At the film’s recent press day, Hughes showed up to discuss all things Broken City. He spoke about his evolution as a filmmaker, making his first film without his brother, how Mark Wahlberg got involved in the film and more.
Check it out below.
We Got This Covered: Alan, can we ask you about your evolution as a filmmaker from Menace II Society to this movie? There seems to be a through line with the material that you choose.
Allen Hughes: Albert and I were 20 when we made that and we just turned 40, so no one warned me about the introspective and retrospective stage you get in. The theme has always been the disenfranchised character, the underdog, the underclass, the misunderstood psychologically and the renegade outlaw, so it’s been the character or the person who is always marginalized by society and cast aside. With Book of Eli not being the exception, it’s just a different kind of version where this guy’s by himself and what is he going to do? When the world’s over, what do you do? And it dawned on me, you must have a purpose. It doesn’t have to be as grand as Eli, but you’ve got to have a purpose to survive. In that movie, he was a renegade and an outlaw. He was different from everybody else and he didn’t conform to a community because he was different. I think that’s a theme because I was that my whole life and mostly psychologically misunderstood, mentally misunderstood, racially misunderstood and I slipped through the cracks of the public school system on top of it.
We Got This Covered: And is that the same idea with Mark Wahlberg’s character of Billy Taggart in this film?
Allen Hughes: Yeah. The thing that’s interesting about Billy is… I call this guy like Joe Lunch Pail because he’s that working-class mentality that is similar to Mark and he’s disciplined. But he’s not this intellectual wonder, he’s not the politician, he’s just a soldier, you know? And at some point in the movie he gets marginalized and they cast them out because of this event. They cast him out so far that he’s no longer a cop in Manhattan. He’s in Brooklyn working as a private detective investigating these tawdry affairs now in the shadow of New York, so he’s not in the big time. So when the mayor calls him after seven years, he goes “oh I’m going to get my job back!” He gets so excited, goes to the Mayor’s office only to find that the Mayor tells him “I need you to… I think my wife’s cheating on me” and he deflates. Even at the beginning of the movie he’s an outlaw, he’s a renegade, but he is the common man and that’s what I relate to: the common man and woman, and I don’t just say that.
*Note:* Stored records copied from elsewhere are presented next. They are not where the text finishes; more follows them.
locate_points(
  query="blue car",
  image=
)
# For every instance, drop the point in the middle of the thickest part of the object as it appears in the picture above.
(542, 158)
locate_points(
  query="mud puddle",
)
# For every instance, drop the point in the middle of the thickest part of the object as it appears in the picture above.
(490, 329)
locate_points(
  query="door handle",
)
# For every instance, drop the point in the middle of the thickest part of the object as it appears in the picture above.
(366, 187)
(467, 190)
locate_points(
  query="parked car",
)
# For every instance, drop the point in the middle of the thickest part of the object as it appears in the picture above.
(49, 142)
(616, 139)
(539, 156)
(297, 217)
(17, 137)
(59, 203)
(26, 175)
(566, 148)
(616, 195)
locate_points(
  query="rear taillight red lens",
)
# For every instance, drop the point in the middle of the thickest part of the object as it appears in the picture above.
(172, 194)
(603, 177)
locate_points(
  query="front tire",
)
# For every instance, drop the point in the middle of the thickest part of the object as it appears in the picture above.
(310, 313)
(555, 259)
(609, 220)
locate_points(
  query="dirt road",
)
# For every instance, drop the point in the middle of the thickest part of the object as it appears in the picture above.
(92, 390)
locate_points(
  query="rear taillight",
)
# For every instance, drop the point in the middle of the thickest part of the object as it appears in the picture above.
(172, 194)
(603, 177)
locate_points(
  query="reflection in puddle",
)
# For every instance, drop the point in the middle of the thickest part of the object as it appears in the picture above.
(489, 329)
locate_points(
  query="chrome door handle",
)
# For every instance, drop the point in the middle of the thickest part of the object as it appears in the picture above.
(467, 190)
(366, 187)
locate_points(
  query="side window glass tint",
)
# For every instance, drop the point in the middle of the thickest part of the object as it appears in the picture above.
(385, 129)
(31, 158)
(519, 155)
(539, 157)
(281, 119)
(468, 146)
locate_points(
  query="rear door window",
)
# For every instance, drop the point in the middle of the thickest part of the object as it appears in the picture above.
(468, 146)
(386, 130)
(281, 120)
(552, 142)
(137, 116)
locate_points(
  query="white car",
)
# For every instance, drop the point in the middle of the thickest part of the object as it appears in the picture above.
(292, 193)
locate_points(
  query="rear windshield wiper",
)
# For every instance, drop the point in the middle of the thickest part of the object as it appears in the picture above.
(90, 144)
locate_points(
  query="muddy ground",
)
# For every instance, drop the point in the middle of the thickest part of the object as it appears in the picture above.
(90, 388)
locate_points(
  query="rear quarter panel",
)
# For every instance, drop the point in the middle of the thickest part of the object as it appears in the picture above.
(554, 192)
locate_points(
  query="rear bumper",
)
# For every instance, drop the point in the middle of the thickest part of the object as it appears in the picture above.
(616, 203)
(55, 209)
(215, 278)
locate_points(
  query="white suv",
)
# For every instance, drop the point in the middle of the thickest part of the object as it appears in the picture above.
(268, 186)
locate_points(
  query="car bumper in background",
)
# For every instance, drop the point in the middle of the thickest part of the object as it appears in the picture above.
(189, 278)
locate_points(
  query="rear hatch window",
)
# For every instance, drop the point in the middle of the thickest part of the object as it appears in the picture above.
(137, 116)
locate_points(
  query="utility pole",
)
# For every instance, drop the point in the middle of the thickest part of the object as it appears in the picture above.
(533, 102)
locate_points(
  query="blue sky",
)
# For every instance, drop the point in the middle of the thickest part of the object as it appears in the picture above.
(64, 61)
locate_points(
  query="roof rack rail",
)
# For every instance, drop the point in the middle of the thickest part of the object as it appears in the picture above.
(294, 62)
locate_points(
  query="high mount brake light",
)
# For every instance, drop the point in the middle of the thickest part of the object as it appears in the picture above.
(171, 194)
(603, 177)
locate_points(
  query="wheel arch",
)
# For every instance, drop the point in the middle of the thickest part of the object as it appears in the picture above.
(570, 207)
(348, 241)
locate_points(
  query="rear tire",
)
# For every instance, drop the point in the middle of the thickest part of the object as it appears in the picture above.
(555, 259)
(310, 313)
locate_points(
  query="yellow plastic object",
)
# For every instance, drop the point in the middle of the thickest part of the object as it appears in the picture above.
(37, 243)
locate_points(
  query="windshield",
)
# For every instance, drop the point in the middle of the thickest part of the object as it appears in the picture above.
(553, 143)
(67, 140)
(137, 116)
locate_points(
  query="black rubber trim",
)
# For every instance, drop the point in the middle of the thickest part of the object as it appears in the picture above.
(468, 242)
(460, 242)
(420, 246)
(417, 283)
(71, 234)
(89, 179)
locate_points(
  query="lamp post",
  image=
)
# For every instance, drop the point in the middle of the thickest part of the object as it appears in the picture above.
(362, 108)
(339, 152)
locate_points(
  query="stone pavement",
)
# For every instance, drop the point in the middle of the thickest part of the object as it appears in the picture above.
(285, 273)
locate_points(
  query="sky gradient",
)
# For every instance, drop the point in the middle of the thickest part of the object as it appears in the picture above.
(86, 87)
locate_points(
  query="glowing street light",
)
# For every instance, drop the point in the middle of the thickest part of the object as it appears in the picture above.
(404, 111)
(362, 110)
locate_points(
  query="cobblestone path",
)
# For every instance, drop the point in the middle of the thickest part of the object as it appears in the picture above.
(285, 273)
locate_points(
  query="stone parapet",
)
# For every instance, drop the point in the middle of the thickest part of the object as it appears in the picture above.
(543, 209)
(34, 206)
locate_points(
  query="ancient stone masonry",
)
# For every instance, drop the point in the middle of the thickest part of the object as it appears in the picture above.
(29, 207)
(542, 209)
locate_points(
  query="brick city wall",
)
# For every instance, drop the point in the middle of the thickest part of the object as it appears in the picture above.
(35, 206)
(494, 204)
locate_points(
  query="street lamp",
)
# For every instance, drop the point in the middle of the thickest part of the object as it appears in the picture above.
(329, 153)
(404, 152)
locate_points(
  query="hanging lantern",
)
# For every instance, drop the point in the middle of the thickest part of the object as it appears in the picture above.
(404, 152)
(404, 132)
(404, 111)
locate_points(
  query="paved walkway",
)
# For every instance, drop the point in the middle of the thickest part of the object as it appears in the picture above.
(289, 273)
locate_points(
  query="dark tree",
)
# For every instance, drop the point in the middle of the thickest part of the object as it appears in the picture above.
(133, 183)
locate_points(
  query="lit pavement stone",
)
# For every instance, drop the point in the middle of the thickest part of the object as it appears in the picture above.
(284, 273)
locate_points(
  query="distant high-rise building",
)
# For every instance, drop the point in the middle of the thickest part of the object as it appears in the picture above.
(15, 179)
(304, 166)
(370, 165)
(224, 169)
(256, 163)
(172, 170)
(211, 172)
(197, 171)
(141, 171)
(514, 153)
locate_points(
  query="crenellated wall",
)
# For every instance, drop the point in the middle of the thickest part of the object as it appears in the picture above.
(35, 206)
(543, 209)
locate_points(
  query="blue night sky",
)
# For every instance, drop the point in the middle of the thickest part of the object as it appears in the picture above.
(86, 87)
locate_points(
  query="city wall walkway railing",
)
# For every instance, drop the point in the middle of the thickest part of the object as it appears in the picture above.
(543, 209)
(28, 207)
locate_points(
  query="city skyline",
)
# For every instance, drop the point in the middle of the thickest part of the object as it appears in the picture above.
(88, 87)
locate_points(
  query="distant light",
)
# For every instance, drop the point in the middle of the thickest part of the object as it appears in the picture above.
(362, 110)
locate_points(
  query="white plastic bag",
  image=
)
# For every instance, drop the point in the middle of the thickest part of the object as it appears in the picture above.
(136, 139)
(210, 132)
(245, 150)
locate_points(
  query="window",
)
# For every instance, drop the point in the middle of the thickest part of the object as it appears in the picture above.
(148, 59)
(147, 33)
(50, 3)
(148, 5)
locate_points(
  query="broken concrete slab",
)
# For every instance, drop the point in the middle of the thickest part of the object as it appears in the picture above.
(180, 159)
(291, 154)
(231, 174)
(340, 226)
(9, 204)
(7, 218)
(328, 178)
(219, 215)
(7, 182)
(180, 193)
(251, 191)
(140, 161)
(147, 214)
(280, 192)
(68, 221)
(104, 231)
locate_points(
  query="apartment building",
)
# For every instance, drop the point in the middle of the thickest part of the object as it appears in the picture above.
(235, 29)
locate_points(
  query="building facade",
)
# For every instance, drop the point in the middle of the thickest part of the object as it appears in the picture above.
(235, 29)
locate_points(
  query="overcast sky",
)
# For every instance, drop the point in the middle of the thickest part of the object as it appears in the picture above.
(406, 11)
I was raised by a feminist. My mother was a radical feminist, the head of her chapter at the ERA, the head of her chapter at the National Organization of Women, President of the rape crisis hotline in the 80s, and we were marching with Gloria Steinem at nine years old and Jane Fonda for women’s rights. My mother was f**king radical! So I came up under that type of woman, and she would always talk about men in society and what they’ve done with women, let alone blacks and Native Americans. So I have always identified with that and that’s a full-bodied answer to that question because it’s very personal.